State v. Travis S. Dewitt, 2008 WI App 134, PFR filed 8/19/08
For Dewitt: William E. Schmaal, SPD, Madison Appellate
Issue: Whether someone simultaneously held under personal recognizance and cash bonds can be guilty of bail jumping for acts committed in the jail.
¶12 … Wis. Stat. § 946.49 provides that someone who “having been released from custody under [Wis. Stat.] ch. 969, intentionally fails to comply with the terms of his or her bond is” guilty of a crime. Dewitt asserts that “release” must mean physical release from custodial confinement, specifically, “the act of liberating or freeing: discharge from restraint.”
¶14 It is true that Wis. Stat. §§ 946.49 and 969.02 do not explicitly define “release,” and perhaps it is fair to say that the common meaning of the word contemplates physical release from custody. However, we interpret statutory language in context, “not in isolation but as part of a whole; in relation to the language of surrounding or closely related statutes; and reasonably, to avoid absurd or unreasonable results.” Kalal, 271 Wis. 2d 633, ¶46. There is one important clue that physical release is not the sole meaning of release in the bond context. The court is permitted to impose “a condition that the defendant return to custody after specified hours.” Wis. Stat. § 969.02(3)(d). Because it would be absurd to conclude that conditions of release would then apply when the defendant was outside the jail, but be “turned off” upon return to custody, it is evident that “release” refers to the defendant posting the bond, be it signature or cash, and need not be accompanied by the defendant’s physical departure from the jailhouse.

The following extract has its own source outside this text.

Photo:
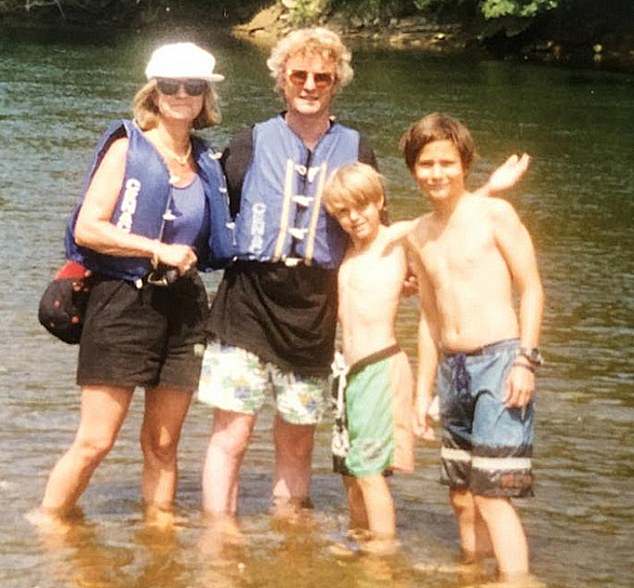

¶17 … Here, Dewitt had three bonds. He was able to make bond on the misdemeanor simply by signing it, and he therefore committed himself to its conditions. Dewitt was not obligated to sign the bond, especially if he knew he would not be posting cash bond. Thus, while not physically released, Dewitt was released as contemplated by Wis. Stat. § 969.02 when he fulfilled the signature bond. 
Release “need not be accompanied by the defendant’s physical departure from the jailhouse.” As opposed to what other form of “departure”? The court doesn’t quite get around to saying, which is just as well. What the court does do is hypothecate a non-existent absurd result, ¶14. Why, in the first place, would it be absurd to say that in a very narrow category of cases, a defendant while on release from custody can bail jump but not when he’s back in the pokey? The court doesn’t say. Note, though, that this “absurd result” is literally the only support for the result mustered by the court. Besides, the defendant is returning – from release, back to custody; from exposure to bail-jumping liability, to non-exposure. Or, as the court apparently wants to say, returning from a release accompanied by physical departure from jail back to custody in the jail.The court implicitly recognizes that the defendant has not been “released” if he fails to sign the recognizance bond (¶17). What this means, then, is that “release” is determined solely by whether you’ve signed the bond agreement and not by whether you’ve been, well, released. Why isn’t distinguishing statutory liability on just that basis an absurdity? The court doesn’t say.
Consider, too, the pretrial detention statute, § 969.035(2), which authorizes a court to “deny release from custody” in certain types of cases. Compare that to the language used in the bail jumping statute, § 946.49(1): “having been released from custody …” The court, however, has just said that “released from custody” does not necessarily mean, released from “physical” custody – which makes the pretrial detention language at best superfluous and at worst comically awkward. The pretrial detention statute clearly means that a defendant may be denied “physical” release, whether or not accompanied by corporeal departure from the jailhouse; use of the essentially identical phraseology in the bail jumping statute strongly suggests the same legislative intent. One statute is aimed at preventing release from physical custody, the other penalizes certain acts committed while on physical release from custody.
In the meantime, while the court sorts out the metaphysics of “physical departure,” the diligent practitioner should be alert to the potential disutility of recognizance bonds. This case offers one example (though fault may hardly be assigned counsel for failing to anticipate a client’s disinclination to follow simple rules). More problematically, no sentence credit is awarded custody served under recognizance alongside cash bond, State v. Beiersdorf, 208 Wis. 2d 492, 561 N.W.2d 749 (Ct. App. 1997). That court suggested the following solution: n. 2:
We note that defense attorneys, in countless cases, do ask trial courts to convert personal recognizance bonds to cash bail when their clients have been arrested and do remain in custody on cash bail on subsequent charges. They do so precisely because they want to assure sentence credit on both offenses. That, however, did not occur in this case. …
Same: State v. Elandis D. Johnson, 2008 WI App 34, ¶32.